Bruxelles, 06/04/2011 (Agence Europe) - Le viol et d'autres violences sexuelles à l'encontre des femmes doivent être reconnus comme des crimes dans tous les pays de l'UE et leurs auteurs poursuivis d'office, affirme le Parlement dans une résolution appelant à adopter une directive européenne pour lutter contre la violence fondée sur le genre. Dans plusieurs États membres, le viol n'est pas considéré comme une infraction pénale. Intitulée « Les priorités et la définition d'un nouveau cadre politique de l'UE en matière de lutte contre la violence à l'encontre des femmes », la résolution rédigée par Eva-Britt Svensson (GUE/NGL, suédoise) a été adoptée, mardi 5 avril à Strasbourg, à main levée.

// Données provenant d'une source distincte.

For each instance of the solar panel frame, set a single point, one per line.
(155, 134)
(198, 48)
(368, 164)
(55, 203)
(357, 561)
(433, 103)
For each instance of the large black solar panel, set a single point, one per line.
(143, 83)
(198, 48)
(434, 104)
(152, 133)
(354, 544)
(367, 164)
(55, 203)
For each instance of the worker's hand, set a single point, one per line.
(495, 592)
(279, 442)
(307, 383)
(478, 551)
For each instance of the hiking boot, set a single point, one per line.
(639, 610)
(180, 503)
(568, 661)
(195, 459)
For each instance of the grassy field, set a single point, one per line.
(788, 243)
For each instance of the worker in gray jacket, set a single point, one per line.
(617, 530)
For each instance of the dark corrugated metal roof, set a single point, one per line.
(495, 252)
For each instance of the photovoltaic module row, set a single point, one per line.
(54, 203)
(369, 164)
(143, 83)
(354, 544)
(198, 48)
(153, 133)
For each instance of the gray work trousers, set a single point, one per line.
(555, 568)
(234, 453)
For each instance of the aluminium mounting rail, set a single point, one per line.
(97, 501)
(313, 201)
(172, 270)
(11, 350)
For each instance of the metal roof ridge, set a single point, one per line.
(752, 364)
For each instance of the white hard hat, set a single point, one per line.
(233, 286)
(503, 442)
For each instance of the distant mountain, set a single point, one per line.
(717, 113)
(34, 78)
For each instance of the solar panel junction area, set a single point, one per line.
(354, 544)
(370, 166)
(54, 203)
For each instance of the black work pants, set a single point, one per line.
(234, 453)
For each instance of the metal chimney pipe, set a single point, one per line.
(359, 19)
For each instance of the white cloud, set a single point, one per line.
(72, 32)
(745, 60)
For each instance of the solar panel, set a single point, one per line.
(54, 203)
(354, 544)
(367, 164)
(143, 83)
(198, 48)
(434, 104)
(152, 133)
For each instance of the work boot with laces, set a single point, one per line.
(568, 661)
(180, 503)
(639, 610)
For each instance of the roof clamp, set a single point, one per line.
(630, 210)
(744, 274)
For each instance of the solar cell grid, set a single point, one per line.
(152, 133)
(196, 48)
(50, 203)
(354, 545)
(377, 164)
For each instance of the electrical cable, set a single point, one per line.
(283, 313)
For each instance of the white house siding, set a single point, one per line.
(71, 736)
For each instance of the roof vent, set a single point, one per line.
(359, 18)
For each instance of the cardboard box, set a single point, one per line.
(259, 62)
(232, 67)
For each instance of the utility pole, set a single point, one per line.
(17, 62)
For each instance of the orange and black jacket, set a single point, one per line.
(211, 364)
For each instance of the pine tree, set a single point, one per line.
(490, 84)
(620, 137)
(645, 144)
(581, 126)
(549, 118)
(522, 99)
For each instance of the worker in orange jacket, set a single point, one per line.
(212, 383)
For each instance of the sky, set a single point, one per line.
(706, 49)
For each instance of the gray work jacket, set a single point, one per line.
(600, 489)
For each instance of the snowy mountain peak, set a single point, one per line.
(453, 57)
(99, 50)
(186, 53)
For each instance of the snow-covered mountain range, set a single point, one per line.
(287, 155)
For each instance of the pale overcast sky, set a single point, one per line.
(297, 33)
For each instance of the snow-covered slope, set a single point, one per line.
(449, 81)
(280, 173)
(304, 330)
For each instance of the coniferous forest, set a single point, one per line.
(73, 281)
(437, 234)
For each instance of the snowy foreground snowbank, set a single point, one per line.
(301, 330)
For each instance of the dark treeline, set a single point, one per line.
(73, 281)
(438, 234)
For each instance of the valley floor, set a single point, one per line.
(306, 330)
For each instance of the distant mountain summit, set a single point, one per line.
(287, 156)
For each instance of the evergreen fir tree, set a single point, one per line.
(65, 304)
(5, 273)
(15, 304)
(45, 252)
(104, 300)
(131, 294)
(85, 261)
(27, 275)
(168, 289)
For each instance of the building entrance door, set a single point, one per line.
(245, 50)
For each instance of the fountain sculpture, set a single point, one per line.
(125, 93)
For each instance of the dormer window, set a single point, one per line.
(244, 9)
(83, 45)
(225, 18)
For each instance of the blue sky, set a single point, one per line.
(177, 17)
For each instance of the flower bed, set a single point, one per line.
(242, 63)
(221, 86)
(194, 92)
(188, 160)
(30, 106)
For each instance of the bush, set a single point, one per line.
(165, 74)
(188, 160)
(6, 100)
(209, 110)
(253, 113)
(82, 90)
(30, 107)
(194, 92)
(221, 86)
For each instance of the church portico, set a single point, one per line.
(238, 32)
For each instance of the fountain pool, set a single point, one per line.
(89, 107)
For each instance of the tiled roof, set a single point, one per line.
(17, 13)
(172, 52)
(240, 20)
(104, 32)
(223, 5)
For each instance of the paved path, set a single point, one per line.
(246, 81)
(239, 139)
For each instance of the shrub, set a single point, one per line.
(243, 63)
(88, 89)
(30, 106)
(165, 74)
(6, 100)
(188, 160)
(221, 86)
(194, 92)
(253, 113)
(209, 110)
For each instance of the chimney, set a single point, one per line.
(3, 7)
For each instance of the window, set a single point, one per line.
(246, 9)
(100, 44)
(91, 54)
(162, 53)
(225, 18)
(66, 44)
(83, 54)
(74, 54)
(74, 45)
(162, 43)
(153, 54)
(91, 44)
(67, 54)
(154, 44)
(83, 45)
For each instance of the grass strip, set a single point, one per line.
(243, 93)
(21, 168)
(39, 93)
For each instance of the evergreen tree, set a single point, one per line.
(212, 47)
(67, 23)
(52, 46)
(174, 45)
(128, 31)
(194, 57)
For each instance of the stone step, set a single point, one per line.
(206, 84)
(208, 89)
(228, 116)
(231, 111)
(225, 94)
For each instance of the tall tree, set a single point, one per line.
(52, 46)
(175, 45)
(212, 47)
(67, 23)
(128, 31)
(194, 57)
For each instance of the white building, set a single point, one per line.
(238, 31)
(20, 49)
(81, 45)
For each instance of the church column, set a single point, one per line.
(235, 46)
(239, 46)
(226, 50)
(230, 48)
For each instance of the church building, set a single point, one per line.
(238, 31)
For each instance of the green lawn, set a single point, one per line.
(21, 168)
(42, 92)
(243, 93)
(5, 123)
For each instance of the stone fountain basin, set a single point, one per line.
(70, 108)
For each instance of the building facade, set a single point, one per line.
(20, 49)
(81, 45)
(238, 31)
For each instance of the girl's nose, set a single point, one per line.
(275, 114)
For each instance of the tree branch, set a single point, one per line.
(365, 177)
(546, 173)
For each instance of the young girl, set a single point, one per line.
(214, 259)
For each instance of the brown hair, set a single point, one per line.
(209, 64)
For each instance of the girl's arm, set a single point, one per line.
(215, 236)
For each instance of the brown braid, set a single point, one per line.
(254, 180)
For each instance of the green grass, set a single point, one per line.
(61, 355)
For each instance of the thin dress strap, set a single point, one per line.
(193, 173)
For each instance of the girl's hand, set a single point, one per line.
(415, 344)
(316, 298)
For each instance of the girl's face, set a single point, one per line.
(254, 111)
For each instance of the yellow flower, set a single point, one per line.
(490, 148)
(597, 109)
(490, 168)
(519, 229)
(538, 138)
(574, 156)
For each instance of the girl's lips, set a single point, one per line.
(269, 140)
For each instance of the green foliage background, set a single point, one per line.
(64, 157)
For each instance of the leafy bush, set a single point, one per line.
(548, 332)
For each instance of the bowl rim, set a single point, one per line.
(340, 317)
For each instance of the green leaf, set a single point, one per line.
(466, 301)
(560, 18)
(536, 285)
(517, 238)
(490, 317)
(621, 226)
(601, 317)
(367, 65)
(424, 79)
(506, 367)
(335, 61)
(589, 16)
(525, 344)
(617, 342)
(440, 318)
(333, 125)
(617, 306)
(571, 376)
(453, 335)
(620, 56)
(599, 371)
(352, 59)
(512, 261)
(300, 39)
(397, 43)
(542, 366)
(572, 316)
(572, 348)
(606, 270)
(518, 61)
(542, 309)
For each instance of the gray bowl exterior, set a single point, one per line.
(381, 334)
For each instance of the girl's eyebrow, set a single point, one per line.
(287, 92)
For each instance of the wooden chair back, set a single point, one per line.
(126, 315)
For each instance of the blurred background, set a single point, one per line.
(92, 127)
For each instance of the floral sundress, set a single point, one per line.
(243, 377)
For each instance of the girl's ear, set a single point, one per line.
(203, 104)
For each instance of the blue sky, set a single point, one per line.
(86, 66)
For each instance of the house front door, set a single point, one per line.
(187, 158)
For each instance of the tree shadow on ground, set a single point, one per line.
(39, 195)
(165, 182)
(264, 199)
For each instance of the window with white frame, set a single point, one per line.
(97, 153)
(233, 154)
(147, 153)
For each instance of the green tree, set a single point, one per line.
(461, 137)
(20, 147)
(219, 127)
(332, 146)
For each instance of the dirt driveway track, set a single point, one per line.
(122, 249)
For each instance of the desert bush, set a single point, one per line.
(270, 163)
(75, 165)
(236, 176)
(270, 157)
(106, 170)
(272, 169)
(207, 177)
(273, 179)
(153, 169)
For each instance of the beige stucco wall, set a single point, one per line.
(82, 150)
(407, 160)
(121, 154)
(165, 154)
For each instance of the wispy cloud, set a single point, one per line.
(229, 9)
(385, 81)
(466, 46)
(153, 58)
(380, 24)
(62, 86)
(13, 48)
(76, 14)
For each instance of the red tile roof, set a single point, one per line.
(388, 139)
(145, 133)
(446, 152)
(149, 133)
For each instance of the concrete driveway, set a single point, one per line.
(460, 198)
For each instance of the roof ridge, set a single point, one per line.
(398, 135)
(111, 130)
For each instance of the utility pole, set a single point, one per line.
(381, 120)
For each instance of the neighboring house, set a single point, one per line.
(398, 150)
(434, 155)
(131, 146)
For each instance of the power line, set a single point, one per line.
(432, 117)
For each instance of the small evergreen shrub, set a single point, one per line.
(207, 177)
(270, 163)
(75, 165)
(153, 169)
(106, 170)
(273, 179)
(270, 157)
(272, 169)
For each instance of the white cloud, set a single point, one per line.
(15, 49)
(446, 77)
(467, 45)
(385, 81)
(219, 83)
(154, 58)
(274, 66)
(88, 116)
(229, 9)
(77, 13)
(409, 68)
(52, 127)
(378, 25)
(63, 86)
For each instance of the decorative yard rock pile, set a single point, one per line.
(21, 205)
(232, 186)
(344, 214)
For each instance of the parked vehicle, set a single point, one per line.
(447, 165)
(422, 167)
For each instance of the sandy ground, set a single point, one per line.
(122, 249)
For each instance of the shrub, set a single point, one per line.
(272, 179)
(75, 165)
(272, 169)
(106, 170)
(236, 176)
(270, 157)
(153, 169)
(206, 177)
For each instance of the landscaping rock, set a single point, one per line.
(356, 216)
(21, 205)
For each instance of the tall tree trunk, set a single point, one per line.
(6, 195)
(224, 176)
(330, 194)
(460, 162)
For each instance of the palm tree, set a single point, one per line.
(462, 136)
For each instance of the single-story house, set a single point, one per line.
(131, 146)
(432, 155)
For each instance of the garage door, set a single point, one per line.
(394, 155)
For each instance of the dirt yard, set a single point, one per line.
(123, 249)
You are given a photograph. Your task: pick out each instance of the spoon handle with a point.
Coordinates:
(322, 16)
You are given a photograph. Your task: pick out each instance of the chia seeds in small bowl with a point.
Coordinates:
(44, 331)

Viol = crime. Le PE demande aux États membres de: - reconnaître le viol et la violence sexuelle à l'encontre des femmes comme des crimes, en particulier au sein du mariage et des relations informelles intimes et/ou lorsqu'il est commis par des hommes ; - veiller à faire poursuivre d'office les auteurs de ce type d'infraction ; - rejeter toute référence à des pratiques culturelles traditionnelles ou religieuses en tant que circonstances atténuantes, y compris les crimes dits d'honneur et les mutilations génitales féminines.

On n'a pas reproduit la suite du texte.